SiGe heteroepitaxial growth yields pristine host material for quantum dot qubits, but residual interface disorder can lead to qubit-to-qubit variability that might pose an obstacle to reliable SiGe-based quantum computing. By convolving data from scanning tunneling microscopy and high-angle annular dark field scanning transmission electron microscopy, we reconstruct 3D interfacial atomic structure and employ an atomistic multi-valley effective mass theory to quantify qubit spectral variability. The results indicate (1) appreciable valley splitting (VS) variability of ~50% owing to alloy disorder and (2) roughness-induced double-dot detuning bias energy variability of order 1–10 meV depending on well thickness.

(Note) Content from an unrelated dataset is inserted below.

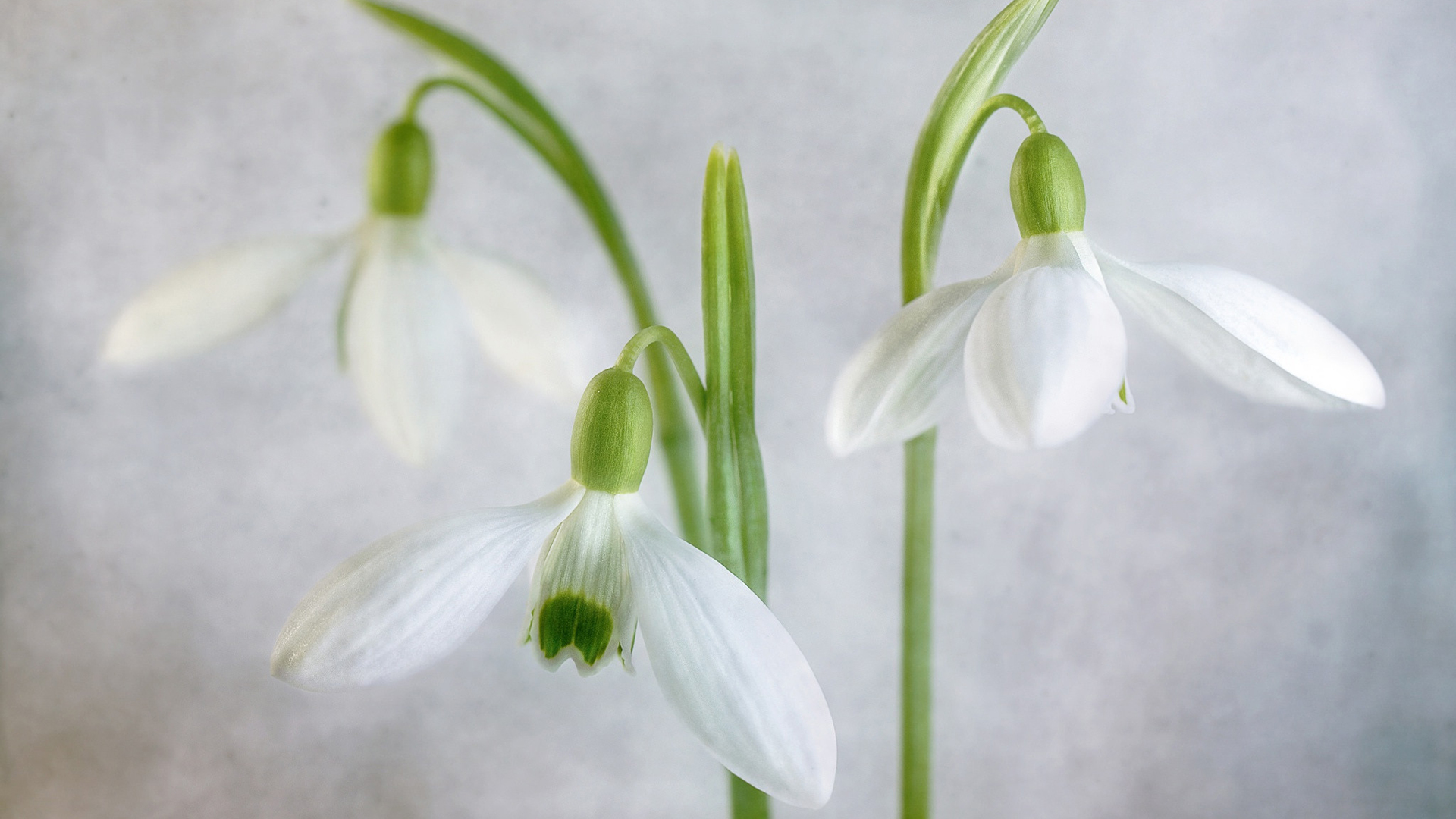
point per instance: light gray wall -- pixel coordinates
(1207, 608)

For measured intermixing, atomic steps have negligible influence on VS, and uncorrelated roughness causes spatially fluctuating energy biases in double-dot detunings potentially incorrectly attributed to charge disorder. Our approach yields atomic structure spanning orders of magnitude larger areas than post-growth microscopy or tomography alone, enabling more holistic predictions of disorder-induced qubit variability.

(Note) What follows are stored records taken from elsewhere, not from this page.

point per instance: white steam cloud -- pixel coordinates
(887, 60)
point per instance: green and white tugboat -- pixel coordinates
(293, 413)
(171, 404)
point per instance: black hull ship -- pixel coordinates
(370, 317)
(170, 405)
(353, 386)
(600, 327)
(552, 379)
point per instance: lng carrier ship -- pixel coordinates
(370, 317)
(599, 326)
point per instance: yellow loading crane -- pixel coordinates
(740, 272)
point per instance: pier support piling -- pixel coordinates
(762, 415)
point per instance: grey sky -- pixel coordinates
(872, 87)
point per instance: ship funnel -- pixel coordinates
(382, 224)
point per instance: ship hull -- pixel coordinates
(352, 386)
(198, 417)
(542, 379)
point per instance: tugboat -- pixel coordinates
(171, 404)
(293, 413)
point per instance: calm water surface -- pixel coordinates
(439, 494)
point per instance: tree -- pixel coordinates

SiGe 异质外延生长为量子点量子位提供了原始的主体材料，但残留的界面无序可能导致量子位到量子位的可变性，这可能会对基于 SiGe 的可靠量子计算构成障碍。通过对来自扫描隧道显微镜和高角度环形暗场扫描透射电子显微镜的数据进行卷积，我们重建了 3D 界面原子结构，并采用原子多谷有效质量理论来量化量子位光谱变异性。结果表明 (1) 由于合金无序，谷分裂 (VS) 变异性约为 50%；(2) 粗糙度引起的双点失谐偏压能量变异性为 1-10 meV 数量级，具体取决于阱厚度。对于测量的混合，原子步骤对 VS 的影响可以忽略不计，并且不相关的粗糙度会导致双点失谐中空间波动的能量偏差，这可能被错误地归因于电荷无序。我们的方法产生的原子结构比单独的后生长显微镜或断层扫描跨越更大的数量级，从而能够更全面地预测无序引起的量子位变异性。